Many refugees come from anti-democratic or culture-racist countries. After their arrival, they meet mirror images like Pegida & Co, who are happy to take advantage of this great opportunity to inflate the balloon. In addition, we have refugees who have no ideological prejudices against our society. They mostly come because of the money. Taken together, they do not constitute what Bill Clinton called the requirement for a functioning society: “Those who work hard and play by the rules“. Well, they cannot be, can they? So maybe we should make them.

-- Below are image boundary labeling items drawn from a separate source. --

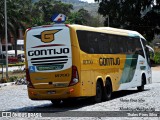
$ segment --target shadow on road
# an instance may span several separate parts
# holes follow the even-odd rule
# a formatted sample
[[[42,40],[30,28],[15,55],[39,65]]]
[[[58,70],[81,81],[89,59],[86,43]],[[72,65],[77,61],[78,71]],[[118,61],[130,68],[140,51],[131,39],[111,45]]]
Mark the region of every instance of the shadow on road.
[[[148,91],[148,90],[149,89],[146,89],[145,91]],[[136,93],[139,93],[139,92],[137,90],[122,90],[122,91],[114,92],[112,94],[112,99],[108,102],[111,102],[114,99],[119,99],[121,97],[136,94]],[[70,110],[76,110],[76,109],[86,107],[86,106],[91,106],[94,104],[96,103],[92,103],[91,98],[85,98],[85,99],[83,98],[83,99],[78,99],[78,100],[72,100],[71,102],[61,102],[59,105],[54,105],[52,103],[49,103],[49,104],[43,104],[43,105],[38,105],[38,106],[28,106],[28,107],[23,107],[23,108],[18,108],[18,109],[11,109],[9,111],[11,112],[56,113],[56,112],[66,112]]]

We should stop talking about human rights, human dignity, freedom, the rule of law, minority protection, equality, equal opportunities, pluralism, morals, ethics or, even worse, angrily advertised western values. The one thing that makes our society a success is the coexistence of humans where nobody’s hands are between the legs of other persons without invitation and where economic success comes because of a shared wish for progress. From all our great values, we can deduce clear rules. Nobody needs to have studied philosophy for 20 semesters in order to know them. Let us start:
Rule #1: Learning German.
Rule #2: Keep your hands away from between a lady’s legs unless explicitly invited.
And, and, and.
Attending a school where those rules are taught is obligatory for all refugees, they have to graduate and the final test results have a huge influence on whether they can stay in the country or not.
I know what you are going to say: We have all those things! But how scattered? Is anybody responsible for this school? Do we have enough money and teachers? For years, the CSU has opposed an immigration law, arguing that the laws are all there – somehow and somewhere. Well, I have some news for you, ladies and gentlemen. There is a difference between a mass of colourful gunk distributed over zillions of institutions or one institution, such as an immigration ministry with one suitable package of legislation.
What makes everything such a disaster is that we have no clear, reliable responsibilities. This is true both for institutions and persons.
Incidentally, I would also send those to the schools of rules who for years abused the Regensburger Domspatzen (Have you noticed? In the daily news, you always get another news item in between the report about Cologne and the Domspatzen. It seems like they wish to make it look less obvious that, in our high-moral Germany, we also have many testosterone criminals. I guess it is better not to ask about all the undesired things that still happen in some marriages today).
One problem would immediately be solved by introducing these schools of rules. The persons would have a task, a goal by the reaching of which they actually could improve their own perspective. And even if it sounds banal: they would have something to do.